Token-Merging Remedy in Transformers

Updated 29 December 2025

Token-Merging Remedy is a strategy that reduces token count in transformers by merging redundant representations, thereby improving computational efficiency.
It employs metrics such as cosine similarity, energy scores, and attention entropy to effectively select candidates for merging while retaining essential information.
Empirical studies in vision, speech, and language tasks demonstrate significant FLOPs savings and latency improvements, with minimal impact on output accuracy.

Token-Merging Remedy

Token-merging remedy encompasses a class of algorithmic strategies that dynamically reduce the number of tokens processed by transformer or state-space model architectures. This approach is motivated by the quadratic scaling of self-attention and similar operations with respect to the sequence length, placing fundamental constraints on throughput and deployment—particularly in vision, language, and speech models. Token merging aims to eliminate redundant or less informative representations in a structured or content-aware manner, accelerating inference and training while minimally impacting performance, often without requiring re-training.

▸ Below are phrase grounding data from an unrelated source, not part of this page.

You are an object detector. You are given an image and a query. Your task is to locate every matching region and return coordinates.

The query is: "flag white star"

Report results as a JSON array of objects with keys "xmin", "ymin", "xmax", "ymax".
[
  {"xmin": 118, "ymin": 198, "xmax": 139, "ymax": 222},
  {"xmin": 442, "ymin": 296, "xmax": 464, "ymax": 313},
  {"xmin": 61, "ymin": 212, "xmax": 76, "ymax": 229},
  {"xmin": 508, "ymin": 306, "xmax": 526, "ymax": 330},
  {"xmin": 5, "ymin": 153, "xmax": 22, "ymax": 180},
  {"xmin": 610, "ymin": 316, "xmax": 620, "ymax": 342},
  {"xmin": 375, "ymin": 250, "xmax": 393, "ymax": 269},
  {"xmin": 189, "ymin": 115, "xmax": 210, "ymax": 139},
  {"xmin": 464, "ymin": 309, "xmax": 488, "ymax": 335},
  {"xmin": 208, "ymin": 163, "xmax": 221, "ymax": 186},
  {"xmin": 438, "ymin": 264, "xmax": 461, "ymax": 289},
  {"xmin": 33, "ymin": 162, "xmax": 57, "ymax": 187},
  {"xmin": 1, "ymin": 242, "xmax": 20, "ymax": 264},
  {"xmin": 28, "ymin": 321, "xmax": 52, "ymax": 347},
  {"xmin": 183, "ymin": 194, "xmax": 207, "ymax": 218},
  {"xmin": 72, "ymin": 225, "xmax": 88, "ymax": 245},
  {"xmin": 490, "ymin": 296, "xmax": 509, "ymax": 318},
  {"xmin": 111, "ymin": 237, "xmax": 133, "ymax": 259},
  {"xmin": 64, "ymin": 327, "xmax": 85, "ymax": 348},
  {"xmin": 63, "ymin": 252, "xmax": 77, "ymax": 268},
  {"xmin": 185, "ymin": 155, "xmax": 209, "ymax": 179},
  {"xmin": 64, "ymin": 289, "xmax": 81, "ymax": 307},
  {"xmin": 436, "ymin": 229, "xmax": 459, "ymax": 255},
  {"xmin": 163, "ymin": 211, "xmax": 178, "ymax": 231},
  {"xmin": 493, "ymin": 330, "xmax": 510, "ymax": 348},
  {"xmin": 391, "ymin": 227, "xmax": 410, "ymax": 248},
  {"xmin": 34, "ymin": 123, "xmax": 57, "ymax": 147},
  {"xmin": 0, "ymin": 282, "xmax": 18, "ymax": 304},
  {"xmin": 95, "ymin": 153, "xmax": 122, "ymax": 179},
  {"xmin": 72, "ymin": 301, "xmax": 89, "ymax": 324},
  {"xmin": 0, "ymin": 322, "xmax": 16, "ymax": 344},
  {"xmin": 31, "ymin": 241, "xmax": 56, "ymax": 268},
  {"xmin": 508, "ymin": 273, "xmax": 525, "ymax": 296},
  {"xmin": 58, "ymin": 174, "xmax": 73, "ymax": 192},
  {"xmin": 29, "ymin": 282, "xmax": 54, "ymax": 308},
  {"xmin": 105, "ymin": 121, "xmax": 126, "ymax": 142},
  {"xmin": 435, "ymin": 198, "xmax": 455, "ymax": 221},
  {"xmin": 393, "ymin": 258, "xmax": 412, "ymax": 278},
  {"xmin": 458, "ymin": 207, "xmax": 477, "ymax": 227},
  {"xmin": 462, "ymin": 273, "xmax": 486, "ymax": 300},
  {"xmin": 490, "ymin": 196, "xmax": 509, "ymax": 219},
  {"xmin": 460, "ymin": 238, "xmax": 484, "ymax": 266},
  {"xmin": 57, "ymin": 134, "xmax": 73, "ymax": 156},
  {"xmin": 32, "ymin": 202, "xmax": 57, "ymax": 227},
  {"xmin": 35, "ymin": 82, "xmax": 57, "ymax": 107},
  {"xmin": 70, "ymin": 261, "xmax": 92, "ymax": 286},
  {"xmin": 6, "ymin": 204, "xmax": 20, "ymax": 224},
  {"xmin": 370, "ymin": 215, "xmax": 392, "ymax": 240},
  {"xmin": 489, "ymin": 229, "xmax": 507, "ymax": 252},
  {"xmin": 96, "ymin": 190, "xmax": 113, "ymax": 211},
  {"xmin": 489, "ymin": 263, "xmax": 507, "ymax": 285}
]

1. Principles and Motivations

The explosion of transformer-based architectures in vision and speech has led to a computational bottleneck: self-attention layers scale as $O(N^2 d)$ in the number of tokens $N$ and hidden dimension $d$ (Li et al., 2023, Park et al., 19 Aug 2025, Haurum et al., 2024). In many domains, such as ASR, image classification, semantic segmentation, or diffusion-based synthesis, input sequences contain highly redundant adjacent features—for example, acoustic frames at 10 ms intervals, image patches, or subword tokens in code.

The core motivation is that, while tokenization is necessary for high expressivity and granularity, most tasks involve significant local or semantic redundancy. Dynamic merging seeks to exploit this by:

Reducing the effective token count $N \rightarrow N' \ll N$ before high-cost operations.
Merging only those tokens that encode redundant or interchangeable information, as determined by architectural features (e.g., self-attention keys), information-theoretic scores, or domain priors.
Ensuring that, post-merging, either the model’s outputs remain dense via "unmerging" or that task-relevant information is preserved in the merged sequence.

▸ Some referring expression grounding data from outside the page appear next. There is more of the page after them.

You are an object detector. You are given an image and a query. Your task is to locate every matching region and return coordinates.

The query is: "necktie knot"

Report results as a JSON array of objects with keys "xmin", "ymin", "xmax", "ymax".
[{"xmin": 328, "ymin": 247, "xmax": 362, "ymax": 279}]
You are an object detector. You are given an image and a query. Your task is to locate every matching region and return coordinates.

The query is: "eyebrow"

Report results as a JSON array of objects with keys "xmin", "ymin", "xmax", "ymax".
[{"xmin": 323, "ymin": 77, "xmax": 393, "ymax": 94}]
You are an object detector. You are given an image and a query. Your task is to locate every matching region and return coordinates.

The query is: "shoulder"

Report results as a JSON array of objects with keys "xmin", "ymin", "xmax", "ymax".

Token merging thereby enables practical deployment of large ViTs, SSMs, and diffusion models under latency and memory constraints.

2. Core Methodologies

Token-merging remedies deploy a diverse set of algorithms, unified by key steps: (1) quantifying token redundancy, (2) selecting merge candidates, and (3) updating token representations. Notable methodological axes include:

Token Similarity and Informativeness

Cosine Similarity of Keys: Most merging approaches operate on internal representations, e.g., $K_i$ (post-attention keys), using pairwise cosine similarity $s_{i,j} = (K_i \cdot K_j) / (\|K_i\|\,\|K_j\|)$ (Li et al., 2023, Haurum et al., 2024, Saghatchian et al., 1 Jan 2025).
Energy Scores: PiToMe (Tran et al., 2024) defines an "energy score" for each token based on intra-token graph structure, identifying large clusters of similar tokens as high-energy and prioritizing them for merging.
Domain-Driven Informativeness: MaMe (Park et al., 19 Aug 2025) leverages SSM state transition parameters $\Delta_i$ as a direct quantification of each token's contribution; large $\Delta$ yields high informativeness and guards against merging.
Attention Norms and Entropy: QuickMerge++ (Liu et al., 16 Aug 2025) uses token-wise self-attention entropy to allocate computational budget, merging tokens with low entropy.

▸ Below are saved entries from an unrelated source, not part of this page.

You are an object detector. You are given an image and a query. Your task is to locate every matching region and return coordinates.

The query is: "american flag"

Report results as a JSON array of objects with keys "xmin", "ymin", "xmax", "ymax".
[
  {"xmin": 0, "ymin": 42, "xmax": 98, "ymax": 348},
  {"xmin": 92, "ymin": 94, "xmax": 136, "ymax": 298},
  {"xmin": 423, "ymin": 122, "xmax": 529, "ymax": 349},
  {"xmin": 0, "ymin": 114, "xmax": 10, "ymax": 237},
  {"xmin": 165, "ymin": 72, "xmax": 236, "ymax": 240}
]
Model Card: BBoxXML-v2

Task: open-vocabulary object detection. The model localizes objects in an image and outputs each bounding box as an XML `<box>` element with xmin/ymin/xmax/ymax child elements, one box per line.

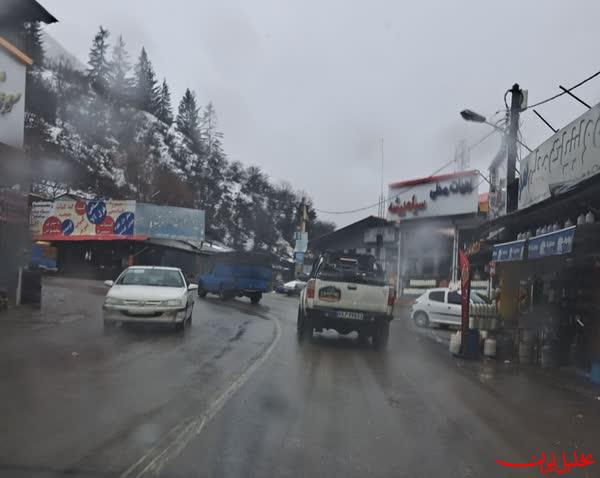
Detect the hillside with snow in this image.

Merging Schedules and Selection Strategies

Fixed-Ratio vs. Threshold: Merging either a fixed proportion of tokens per layer (ratio mode) or using adaptive similarity/importance thresholds (threshold mode), the latter being more robust to data/architecture variation (Li et al., 2023, Saghatchian et al., 1 Jan 2025, Lee et al., 21 May 2025).
Locality and Structure: Methods like ATC (Haurum et al., 2024) employ agglomerative hierarchical clustering, merging nearest clusters iteratively; others constrain mergers to local neighborhoods to preserve causality and locality in time series and spatial grids (Götz et al., 2024, Gong et al., 26 Sep 2025, Lee et al., 17 Jul 2025).
Semantic and Task Awareness: ClustViT (Montello et al., 2 Oct 2025) uses cluster assignments guided by pseudo-labels from segmentation masks, ensuring semantic boundaries are respected in dense prediction.

Feature Update and Representation Rules

Averaging: The simplest merging step replaces two tokens by their (possibly weighted) average (Li et al., 2023, Götz et al., 2024).
Norm-Preserving Interpolation: ToFu (Kim et al., 2023) introduces MLERP, a spherical interpolation that preserves token feature norms, mitigating distributional shift during merging.
Max-Magnitude per Dimension: CubistMerge (Gong et al., 26 Sep 2025) selects, for each embedding dimension, the value with maximal absolute magnitude from the merge group, preserving salient features for spatial tasks.
Learnable or Decoupled Embeddings: DTEM (Lee et al., 2024) learns a lightweight embedding module specifically for merging, decoupled from the ViT’s main features, trained with a differentiable relaxation.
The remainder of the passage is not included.